England’s school system is not even on the verge of a funding crisis, the National Schools Commissioner has insisted.
Dominic Herrington’s comments, in his first major interview since becoming interim national schools commissioner in September, come despite warnings from teachers, MPs, ex-ministers and funding experts of growing funding problems in schools.
Speaking to the Tes Mr Herrington said: “I don’t agree [the school system] is on the verge of a crisis but I am acutely conscious of the pressures that schools and academy trusts face, both professionally and personally, and I think our job is to make sure we help those trusts as best we can.” He also dismissed warnings that cuts were harming the quality of education.
The Institute for Fiscal Studies has calculated that per pupil spending declined by 8%, or £506 per pupil, since 2009/10 as real terms schools funding stagnated and pupil numbers increased. Schools North East has determined that additional investment of £4.3 billion would be required to return per pupil spending to 2009/10 levels.

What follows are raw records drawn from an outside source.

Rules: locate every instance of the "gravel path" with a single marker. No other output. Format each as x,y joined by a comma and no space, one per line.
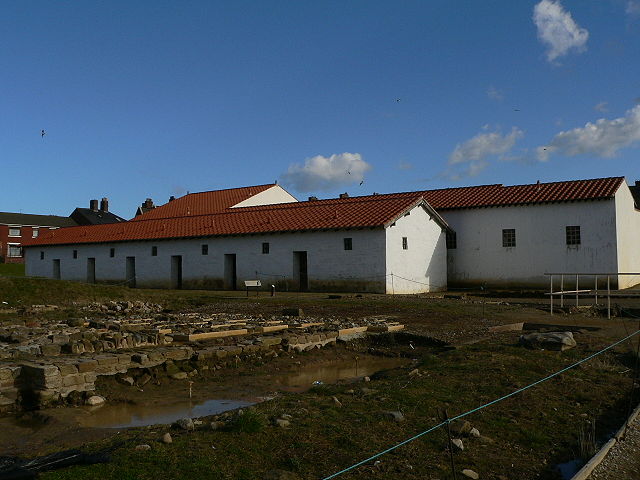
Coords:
623,460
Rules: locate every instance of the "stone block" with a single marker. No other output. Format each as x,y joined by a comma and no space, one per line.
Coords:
140,358
104,360
67,369
74,379
88,365
50,349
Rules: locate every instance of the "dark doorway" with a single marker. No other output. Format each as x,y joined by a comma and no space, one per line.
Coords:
230,277
176,271
300,272
56,269
91,270
130,272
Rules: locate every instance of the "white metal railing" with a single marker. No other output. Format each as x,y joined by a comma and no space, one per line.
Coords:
585,292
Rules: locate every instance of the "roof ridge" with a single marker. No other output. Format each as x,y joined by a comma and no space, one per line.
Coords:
227,189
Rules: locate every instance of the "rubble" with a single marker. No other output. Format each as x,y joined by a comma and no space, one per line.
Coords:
46,362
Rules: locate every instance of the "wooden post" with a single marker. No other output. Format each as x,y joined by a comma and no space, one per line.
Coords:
608,297
551,293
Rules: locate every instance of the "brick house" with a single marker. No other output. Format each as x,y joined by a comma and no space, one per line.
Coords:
17,227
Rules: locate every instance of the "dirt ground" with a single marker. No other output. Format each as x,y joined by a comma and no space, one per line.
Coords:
463,323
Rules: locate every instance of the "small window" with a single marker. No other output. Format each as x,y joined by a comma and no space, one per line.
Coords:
509,237
452,240
573,235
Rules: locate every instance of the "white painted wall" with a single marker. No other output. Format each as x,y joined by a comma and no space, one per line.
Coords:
330,267
270,196
628,237
541,246
423,266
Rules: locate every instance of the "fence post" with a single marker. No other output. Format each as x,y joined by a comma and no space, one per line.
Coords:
608,297
551,292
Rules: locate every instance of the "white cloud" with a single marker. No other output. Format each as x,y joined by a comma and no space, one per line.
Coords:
470,158
601,107
483,145
557,29
603,138
494,94
321,173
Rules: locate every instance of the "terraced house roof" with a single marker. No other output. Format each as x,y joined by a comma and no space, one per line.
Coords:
499,195
210,213
357,212
203,203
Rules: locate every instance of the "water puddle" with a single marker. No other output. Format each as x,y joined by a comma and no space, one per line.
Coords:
568,469
127,415
140,415
334,372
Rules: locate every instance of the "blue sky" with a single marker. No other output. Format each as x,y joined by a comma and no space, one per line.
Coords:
152,99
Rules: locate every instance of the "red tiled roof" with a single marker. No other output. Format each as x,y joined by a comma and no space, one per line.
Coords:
203,203
356,212
499,195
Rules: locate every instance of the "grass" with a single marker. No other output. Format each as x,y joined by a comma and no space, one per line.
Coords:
522,436
12,269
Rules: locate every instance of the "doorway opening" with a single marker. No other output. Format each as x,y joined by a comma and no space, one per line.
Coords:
300,272
176,271
56,268
91,270
230,277
130,272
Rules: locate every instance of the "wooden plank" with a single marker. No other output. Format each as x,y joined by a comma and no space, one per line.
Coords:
195,337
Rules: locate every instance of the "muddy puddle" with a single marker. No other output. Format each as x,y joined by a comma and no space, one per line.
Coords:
127,415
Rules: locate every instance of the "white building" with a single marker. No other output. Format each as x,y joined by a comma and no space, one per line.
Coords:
499,236
511,236
379,243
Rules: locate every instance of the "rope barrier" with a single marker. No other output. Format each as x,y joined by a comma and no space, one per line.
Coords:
481,407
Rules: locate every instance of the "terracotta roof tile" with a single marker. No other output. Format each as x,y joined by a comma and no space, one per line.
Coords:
499,195
208,213
357,212
203,203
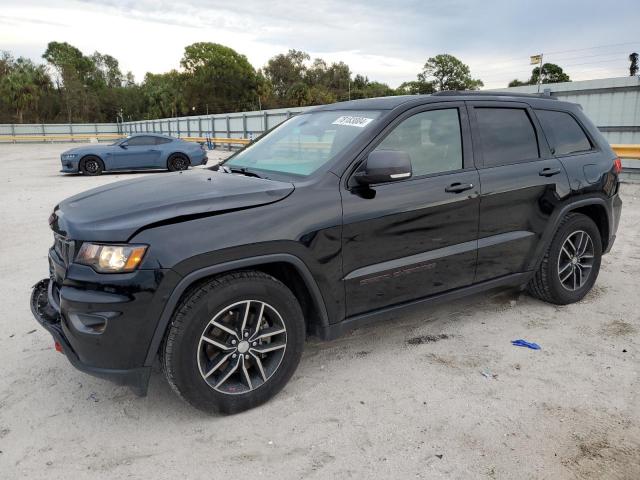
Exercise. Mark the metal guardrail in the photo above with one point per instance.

Last week a YouGov survey found 71 per cent of teachers are in schools with falling budgets and 55 per cent said class sizes had increased in their schools.
This week the Education Select Committee also heard warnings that the SEND system could “implode” because of a lack of funding. School finance expert Julie Cordiner this week warned of the urgency of the problem in High Needs in a webinar for Schools North East. She has calculated that costs associated with High Needs have increased by 27% from 2013/14 to 2018/19, against a backdrop of minimal increases in funding and growth of 10.9% in the number of plans over the same period.